Musab al-Buraim, spokesman of Islamic Jihad, the second largest militant faction in Gaza, said in a short statement that it too was committed to “resistance.”

Representatives of both Hamas and Islamic Jihad visited Egypt this week to discuss the understandings reached with Israel to reduce tensions. The Egyptians have spent months trying to forge a long-term truce agreement between the sides in an effort to bring calm and ease the dire humanitarian situation in for two million Gazans.

But Saturday’s unrest, disrupting the lives of so many Israeli citizens, could impact attempts by Netanyahu to form a coalition after being re-elected for a fifth term. His last government began to unravel after a similar flare-up with Gaza, when then Defense Minister Avigdor Liberman resigned after calling for a tougher approach to the rocket fire.

Standing down from his post last November, Liberman, head of the hawkish Yisrael Beitenu party, said that agreeing to the cease-fire with Hamas was “surrendering to terror.” He said proposed firmer military action against Hamas and other militant factions in Gaza, even if this risked a wider conflict.

In March, Netanyahu’s trip to Washington to meet with President Trump and speak at the annual AIPAC policy conference was cut short after a rocket fired from Gaza slammed into a house in central Israel.
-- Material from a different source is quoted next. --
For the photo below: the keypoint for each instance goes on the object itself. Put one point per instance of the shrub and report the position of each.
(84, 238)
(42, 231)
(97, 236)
Rocket fire and airstrikes similar to Saturday happens periodically.

In 2014, a 50-day deadly war between Israel and Hamas saw hundreds of rockets being fired into Israel, reaching as far as Tel Aviv and massive Israeli aerial bombardments, killing more than 2000 Palestinians. More than 70 Israelis and one foreign national were also killed.

There were worries in Israel that unrest could disrupt preparations for the Eurovision Song Contest, an international singing event taking place in Tel Aviv later this month. Contestants from across Europe are already in Israel to prepare for the event.